Брозовского поразило, с какой легкостью толстяк изложил на бумаге весь их разговор, слово в слово, — с некоторыми, впрочем, добавлениями. Проводницу заставляли подписывать каждую фразу отдельно. В одном случае она отказалась.

— Этого я не слышала…

— Вы слышали гораздо больше. Смотрите у меня!

Но она не подписала.

— Этого я не слышала. Он не говорил про фюрера.

— Да ну-у-у?

Толстяк рассмеялся. Это прозвучало неприятно.

Он стал долго и подробно распространяться о том, что именно хотел Брозовский сказать той или иной фразой и как ее следует истолковывать: смягчающим или же отягчающим вину образом.

В заключение он спросил проводницу:

— Скажите-ка, фрау Эли, вы знаете этого человека?
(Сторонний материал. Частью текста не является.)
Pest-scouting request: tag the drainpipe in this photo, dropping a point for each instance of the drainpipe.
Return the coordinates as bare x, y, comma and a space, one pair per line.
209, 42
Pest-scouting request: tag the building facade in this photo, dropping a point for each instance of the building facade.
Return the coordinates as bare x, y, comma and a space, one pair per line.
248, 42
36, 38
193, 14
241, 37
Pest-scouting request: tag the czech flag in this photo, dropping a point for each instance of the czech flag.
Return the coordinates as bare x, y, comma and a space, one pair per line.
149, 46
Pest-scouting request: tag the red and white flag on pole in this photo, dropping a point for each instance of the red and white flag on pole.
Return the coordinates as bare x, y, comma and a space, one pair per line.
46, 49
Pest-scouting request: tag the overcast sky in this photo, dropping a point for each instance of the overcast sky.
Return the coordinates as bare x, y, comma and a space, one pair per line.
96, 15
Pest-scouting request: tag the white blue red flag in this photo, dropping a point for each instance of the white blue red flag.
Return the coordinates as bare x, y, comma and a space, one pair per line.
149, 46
— Нет! — Женщина хотела было отступить на шаг, но наткнулась на стоявшее сзади кресло.

— В самом деле, нет?.. И того кочегара, помните, летом, вы тоже не знали, да? Стоять! — крикнул он, когда она сделала попытку присесть.

— Вы немного раскисли, да? — спросил он, видя, что она молчит. — Хотели предупредить эту свинью, не так ли? — Даже голос его звучал цинично.
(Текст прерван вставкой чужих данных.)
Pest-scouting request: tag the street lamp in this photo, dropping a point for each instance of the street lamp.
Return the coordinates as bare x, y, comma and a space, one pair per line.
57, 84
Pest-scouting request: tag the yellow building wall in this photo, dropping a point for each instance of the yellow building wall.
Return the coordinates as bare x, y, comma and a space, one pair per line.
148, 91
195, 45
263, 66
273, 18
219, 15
Он медленно поднялся и наотмашь ударил ее по лицу своей широкой лапищей. Женщина с жалобным воем, словно смертельно раненное животное, упала навзничь на кресло и скатилась на пол.

Брозовский не знал, почему это случилось. Ему показалось, что даже один из гестаповцев сделал протестующее движение. Брозовский шагнул было к упавшей и сразу же получил такой удар под «ложечку», что у него потемнело в глазах.

Смутно, как бы издалека, донеслись до него слова:

— Эту длинноволосую каналью тоже заберите. Она, конечно, не столь важная птица, как сей тип, но несколько месяцев этапного лагеря пойдут ей лишь на пользу. Хотела предупредить негодяя, подавала ему знаки…

По полу протащили человеческое тело. Брозовский преодолел слабость. Толстяк приблизился к нему вплотную, повернул его дважды и вполне добродушно сказал:

— Так, так, Брозовский…

— Если не ошибаюсь, этот праведник уже не раз сидел за решеткой, — поспешил кто-то проинформировать толстяка.

— Об этом он расскажет сам. Мы еще с полчасика с ним побеседуем.

Полураздетого Брозовского поставили к обитой жестью двери. Позднее он никак не мог вспомнить, что в этот момент было с проводницей: лежала ли она уже на полу, или ее все еще заставляли подписывать протокол. Не помнил он также, была ли обитая жестью дверь в этом же помещении или в другом. Он вообще ничего больше не помнил.

ГЛАВА СОРОК ШЕСТАЯ

О том, что случилось несчастье, Минна догадалась, как только в их притихший дом нагрянули с ночным обыском.

Уже несколько месяцев они жили вдвоем во всем доме. Невестка с внуком переехала к своему отцу, где после смерти матери вела хозяйство. Минна не подавала виду, что скучает по малышу. Она все чаще и чаще бродила как неприкаянная по комнатам, вытирая тряпкой пыль то здесь, то там; присаживалась на минутку-другую и тихонько постанывала. Однажды она застала мужа в сарае, когда он чинил сломавшееся колесо у игрушечной тачки, оставшейся после отъезда внука. Дед подарил ее мальчику в день рождения, когда ему исполнилось четыре года. Увидев Минну, Брозовский отложил игрушку в сторону и, вздыхая, поплелся в дом.